The class action claims that the 2017, 2018 and 2019 Chevy Bolt batteries cannot be fully charged.
February 23, 2021 – A class action lawsuit against Chevy Bolt alleges that owners and tenants are not getting the range they paid for because General Motors does not allow customers to fully charge their batteries.
According to the lawsuit, GM has allegedly concealed widespread defects in the 60 kWh 350 V lithium-ion batteries that are causing the Bolt cars to catch fire.
The class action lawsuit against Chevy Bolt includes all U.S. owners and tenants of 2017-2019 Bolts.
According to the Bolt lawsuit, drivers had problems with the 2017 Chevrolet Bolt batteries, allegedly including a sudden inability to accelerate. The plaintiff says GM announced a customer satisfaction program for certain 2017 bolts as battery cells run on low voltages.
The automaker said it would replace the battery packs in the affected 2017 bolts, but the plaintiff says nothing was done about 2018-2019 models.
“GM did not address a possible widespread problem with the defective battery and treated affected vehicles as individualized manufacturing defects or defects. However, there was a more insidious and widespread problem.” – Chevy Bolt class action lawsuit
The GM owner who sued claims the high-voltage battery can overheat if it is almost or fully charged. An issue that GM is still trying to fix.
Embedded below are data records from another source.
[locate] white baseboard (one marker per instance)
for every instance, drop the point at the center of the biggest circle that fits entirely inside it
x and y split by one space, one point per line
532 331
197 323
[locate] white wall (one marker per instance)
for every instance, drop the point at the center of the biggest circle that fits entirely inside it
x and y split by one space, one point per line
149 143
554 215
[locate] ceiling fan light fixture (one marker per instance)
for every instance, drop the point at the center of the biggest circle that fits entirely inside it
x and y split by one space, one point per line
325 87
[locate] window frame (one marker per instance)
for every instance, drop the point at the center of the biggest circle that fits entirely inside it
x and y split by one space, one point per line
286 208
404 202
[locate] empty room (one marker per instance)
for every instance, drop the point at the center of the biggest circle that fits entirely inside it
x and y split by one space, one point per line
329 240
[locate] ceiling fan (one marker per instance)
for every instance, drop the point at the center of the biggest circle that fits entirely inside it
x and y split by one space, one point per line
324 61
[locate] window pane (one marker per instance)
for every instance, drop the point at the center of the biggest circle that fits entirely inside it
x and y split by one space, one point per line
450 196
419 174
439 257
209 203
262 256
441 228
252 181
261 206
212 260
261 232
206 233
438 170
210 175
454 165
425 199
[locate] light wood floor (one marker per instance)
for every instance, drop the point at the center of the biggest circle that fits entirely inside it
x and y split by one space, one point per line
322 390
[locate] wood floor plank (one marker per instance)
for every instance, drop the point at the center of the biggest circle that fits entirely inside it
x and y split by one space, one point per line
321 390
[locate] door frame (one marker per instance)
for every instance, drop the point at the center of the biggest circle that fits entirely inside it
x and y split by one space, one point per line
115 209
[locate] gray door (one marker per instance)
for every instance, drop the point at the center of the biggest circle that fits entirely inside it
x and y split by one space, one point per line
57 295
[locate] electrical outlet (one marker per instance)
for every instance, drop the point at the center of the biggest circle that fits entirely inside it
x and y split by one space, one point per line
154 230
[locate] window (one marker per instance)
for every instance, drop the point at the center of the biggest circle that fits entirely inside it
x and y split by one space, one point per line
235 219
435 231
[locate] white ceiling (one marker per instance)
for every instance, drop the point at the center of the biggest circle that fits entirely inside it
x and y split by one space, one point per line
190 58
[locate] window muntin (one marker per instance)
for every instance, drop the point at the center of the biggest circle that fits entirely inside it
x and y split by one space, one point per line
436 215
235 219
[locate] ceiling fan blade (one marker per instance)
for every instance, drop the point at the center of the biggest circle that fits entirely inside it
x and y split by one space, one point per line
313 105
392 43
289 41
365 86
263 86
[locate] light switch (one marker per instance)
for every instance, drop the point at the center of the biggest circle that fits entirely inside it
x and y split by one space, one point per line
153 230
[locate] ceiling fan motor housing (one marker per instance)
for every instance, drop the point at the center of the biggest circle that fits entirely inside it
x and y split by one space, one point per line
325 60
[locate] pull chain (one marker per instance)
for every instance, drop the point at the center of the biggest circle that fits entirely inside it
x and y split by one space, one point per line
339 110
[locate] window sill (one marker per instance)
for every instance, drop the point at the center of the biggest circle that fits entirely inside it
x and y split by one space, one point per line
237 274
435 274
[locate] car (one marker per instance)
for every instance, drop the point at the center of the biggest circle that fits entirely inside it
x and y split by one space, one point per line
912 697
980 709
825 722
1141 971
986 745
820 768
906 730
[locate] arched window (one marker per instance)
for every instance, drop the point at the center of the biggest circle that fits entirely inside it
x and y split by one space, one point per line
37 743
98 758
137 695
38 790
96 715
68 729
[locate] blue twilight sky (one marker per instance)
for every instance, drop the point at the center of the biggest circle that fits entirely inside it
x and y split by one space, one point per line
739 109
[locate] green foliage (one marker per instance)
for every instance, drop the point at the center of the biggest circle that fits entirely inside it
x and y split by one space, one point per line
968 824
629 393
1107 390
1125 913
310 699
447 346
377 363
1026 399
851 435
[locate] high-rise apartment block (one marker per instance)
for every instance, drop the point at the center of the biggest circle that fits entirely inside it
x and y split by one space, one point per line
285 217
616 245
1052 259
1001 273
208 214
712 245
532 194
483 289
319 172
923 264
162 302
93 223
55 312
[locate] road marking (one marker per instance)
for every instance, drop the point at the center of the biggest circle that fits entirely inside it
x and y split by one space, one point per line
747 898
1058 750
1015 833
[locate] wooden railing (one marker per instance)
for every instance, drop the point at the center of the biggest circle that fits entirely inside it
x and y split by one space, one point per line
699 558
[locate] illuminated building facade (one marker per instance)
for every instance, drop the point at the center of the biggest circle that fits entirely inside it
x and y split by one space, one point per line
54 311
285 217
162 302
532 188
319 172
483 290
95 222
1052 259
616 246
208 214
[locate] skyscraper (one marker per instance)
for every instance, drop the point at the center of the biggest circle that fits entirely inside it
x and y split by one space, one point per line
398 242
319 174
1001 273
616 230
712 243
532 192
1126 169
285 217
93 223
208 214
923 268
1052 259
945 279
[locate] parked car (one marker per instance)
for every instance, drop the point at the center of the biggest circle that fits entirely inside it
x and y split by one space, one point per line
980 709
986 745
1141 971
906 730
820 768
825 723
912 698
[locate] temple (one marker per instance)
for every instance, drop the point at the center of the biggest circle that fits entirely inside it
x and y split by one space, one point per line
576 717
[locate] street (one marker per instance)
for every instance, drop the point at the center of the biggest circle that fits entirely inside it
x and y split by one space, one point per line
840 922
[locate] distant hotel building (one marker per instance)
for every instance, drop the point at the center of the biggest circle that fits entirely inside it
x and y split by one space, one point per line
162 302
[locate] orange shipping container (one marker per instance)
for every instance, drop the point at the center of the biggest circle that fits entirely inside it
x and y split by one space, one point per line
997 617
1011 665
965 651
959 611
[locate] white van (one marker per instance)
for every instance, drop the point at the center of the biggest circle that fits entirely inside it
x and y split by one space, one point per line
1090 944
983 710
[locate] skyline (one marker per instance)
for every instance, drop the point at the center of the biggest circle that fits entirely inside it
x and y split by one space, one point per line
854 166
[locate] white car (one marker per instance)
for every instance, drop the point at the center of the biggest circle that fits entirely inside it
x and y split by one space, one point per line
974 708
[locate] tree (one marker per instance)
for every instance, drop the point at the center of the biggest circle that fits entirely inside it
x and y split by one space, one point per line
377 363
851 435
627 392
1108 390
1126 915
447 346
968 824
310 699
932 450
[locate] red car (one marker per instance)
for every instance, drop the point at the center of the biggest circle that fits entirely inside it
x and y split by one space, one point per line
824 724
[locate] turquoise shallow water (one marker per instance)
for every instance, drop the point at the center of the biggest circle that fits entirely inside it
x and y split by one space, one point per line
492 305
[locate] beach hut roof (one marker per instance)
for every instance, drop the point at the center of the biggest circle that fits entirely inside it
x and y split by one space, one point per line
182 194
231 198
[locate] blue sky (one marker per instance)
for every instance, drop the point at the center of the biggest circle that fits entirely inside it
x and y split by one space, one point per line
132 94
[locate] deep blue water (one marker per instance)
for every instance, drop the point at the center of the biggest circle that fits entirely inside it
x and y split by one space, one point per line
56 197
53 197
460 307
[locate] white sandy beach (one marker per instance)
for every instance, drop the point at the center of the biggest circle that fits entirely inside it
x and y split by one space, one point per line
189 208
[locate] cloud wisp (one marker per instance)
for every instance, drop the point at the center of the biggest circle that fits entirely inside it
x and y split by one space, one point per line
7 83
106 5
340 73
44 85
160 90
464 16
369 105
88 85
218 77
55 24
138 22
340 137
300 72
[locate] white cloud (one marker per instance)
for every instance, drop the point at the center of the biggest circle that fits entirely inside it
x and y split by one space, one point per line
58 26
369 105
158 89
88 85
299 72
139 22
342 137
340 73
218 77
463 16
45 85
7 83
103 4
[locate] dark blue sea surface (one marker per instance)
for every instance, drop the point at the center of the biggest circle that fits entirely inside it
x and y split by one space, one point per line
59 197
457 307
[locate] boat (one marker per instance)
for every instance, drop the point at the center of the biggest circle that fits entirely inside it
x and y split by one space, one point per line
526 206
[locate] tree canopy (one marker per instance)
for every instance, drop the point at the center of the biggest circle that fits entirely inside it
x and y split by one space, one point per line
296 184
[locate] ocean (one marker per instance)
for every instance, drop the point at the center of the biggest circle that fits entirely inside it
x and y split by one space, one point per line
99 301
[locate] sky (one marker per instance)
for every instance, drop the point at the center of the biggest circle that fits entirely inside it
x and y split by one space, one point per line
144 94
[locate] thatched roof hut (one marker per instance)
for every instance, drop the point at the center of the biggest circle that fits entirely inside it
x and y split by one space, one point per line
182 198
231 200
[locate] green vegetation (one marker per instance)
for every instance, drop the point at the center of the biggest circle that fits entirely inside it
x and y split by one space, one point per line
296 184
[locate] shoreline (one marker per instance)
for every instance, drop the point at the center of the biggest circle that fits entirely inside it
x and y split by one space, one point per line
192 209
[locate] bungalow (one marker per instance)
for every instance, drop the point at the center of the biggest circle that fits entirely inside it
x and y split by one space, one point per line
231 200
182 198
The Bolt lawsuit relates to a November 2020 Chevy Bolt recall of nearly 51,000 Bolt EV vehicles worldwide after at least five fires and two injuries. However, the plaintiff alleges that GM waited years for the recall. When he announced the recall, there were no repairs to keep the cars from catching fire.
2017-2019 Chevrolet Bolts owners have been directed to park outside, at least until the recalled electric cars are repaired.
However, the class action claims that the interim solution offered by GM only reprograms the bolts to charge the batteries up to 90% capacity.
The plaintiff says this means that the owner and renter did not have the same range as advertised and that bolt drivers will have to charge the batteries more often than advertised due to the reduced range.
The Bolt class action lawsuit also alleges that the cars depreciated because GM was unable to properly repair the vehicles.
The class action lawsuit against Chevy Bolt has been filed in the U.S. District Court for the Eastern District of Michigan: Shawn Walker v General Motors LLC.
The plaintiff is represented by Keller Rohrback LLP, Markovits and Stock & DeMarco, LLC.